Prendre sa retraite en ouvrant des chambres d’hôtes

Je rencontre de nombreux créateurs qui envisagent l’ouverture de chambres d’hôtes à la retraite. Ils y voient une façon de compléter leur revenu mais aussi de conserver une activité car ils appréhendent de se retrouver du jour au lendemain à la maison sans rien faire, alors qu’ils sont en pleine forme.

La retraite peut constituer un choc pour ceux qui avaient une vie professionnelle très dense avec de multiples responsabilités et contacts. La chambre d’hôtes les intéresse car cela permet de gérer cette transition en douceur et de passer d’une période de vie à une autre. En effet, accueillir des hôtes dans sa maison, c’est travailler en réseau avec les professionnels locaux, restaurateurs, office de tourisme… faire des projets, des travaux… se tenir au courant de l’actualité et faire de très nombreuses rencontres. Pour tous ceux qui ont une passion, le jardinage, l’histoire, la musique, la peinture… cela peut aussi permettre de partager ce goût avec ses hôtes et s’enrichir soi-même de tous ces contacts.

C’est en plus l’intérêt de gérer une petite TPE, de l’aménagement de la maison au quotidien, en passant par les réservations et la visibilité, on devient tour à tour webmaster, hôtelier, décorateur, cuisinier, animateur, femme de ménage, guide touristique, psychologue aussi…

Si tout cela ressemble à vos objectifs, rien ne sert d’envisager l’ouverture de quatre ou cinq chambres d’hôtes, deux ou trois sont certainement suffisantes et peut-être ouvertes seulement une partie de l’année. Certes le chiffre d’affaires sera plus faible mais la charge de travail le sera également.
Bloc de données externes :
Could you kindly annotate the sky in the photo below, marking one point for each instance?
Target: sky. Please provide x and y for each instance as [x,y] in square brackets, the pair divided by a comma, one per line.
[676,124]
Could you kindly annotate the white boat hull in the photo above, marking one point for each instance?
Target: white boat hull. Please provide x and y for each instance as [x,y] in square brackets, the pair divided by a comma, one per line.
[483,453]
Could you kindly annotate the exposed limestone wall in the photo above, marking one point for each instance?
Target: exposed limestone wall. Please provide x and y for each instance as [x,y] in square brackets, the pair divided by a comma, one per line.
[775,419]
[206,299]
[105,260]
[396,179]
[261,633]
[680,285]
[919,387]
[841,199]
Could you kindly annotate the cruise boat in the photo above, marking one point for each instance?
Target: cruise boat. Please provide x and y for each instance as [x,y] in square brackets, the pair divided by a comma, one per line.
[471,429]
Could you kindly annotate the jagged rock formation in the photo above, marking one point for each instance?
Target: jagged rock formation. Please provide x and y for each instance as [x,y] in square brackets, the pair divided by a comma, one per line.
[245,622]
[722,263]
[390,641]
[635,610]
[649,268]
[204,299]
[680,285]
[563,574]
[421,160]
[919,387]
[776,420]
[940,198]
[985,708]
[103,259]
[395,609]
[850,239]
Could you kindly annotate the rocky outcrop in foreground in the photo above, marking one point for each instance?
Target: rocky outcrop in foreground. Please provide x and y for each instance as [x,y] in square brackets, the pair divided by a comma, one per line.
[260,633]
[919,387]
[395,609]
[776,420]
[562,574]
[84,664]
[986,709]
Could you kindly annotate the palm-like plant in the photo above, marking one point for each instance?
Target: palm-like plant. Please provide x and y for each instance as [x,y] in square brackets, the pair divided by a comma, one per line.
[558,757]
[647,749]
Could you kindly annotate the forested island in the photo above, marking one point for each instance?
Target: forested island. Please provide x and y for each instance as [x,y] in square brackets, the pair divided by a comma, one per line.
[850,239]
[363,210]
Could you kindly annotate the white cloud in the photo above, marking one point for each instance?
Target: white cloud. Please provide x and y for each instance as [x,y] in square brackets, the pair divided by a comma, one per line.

Cela va vous permettre d’être plus disponible pour vos hôtes et de conserver du temps pour vous ou pour votre passion, pour voyager, visiter la famille…

Avant de vous lancer, pensez à vérifier cependant que vous pourrez mener cette activité sans mettre en péril votre pension de retraite. Et ça c’est une recherche personnelle parce qu’il n’y a pas une carrière qui ressemble à une autre et les caisses de retraites, selon que vous avez été fonctionnaire, militaire, dans le secteur privé, expatrié ou à carrière multiple…, ont des règles différentes.

La question du statut juridique est primordiale, renseignez-vous. Nous proposons un ouvrage dédié aux régimes juridiques et fiscaux pour faire chambre d’hôtes : Chambres d’hôtes, Panorama des solutions juridiques et fiscales.

Publié par

Caroline Kyberd - Accueillir Magazine

Rédactrice en chef d'Accueillir Magazine, la presse des chambres d'hôtes et meublés de tourisme, j'anime aussi les formations pour ouvrir maisons d'hôtes, gîtes ruraux et meublés de tourisme

Une réflexion sur « Prendre sa retraite en ouvrant des chambres d’hôtes »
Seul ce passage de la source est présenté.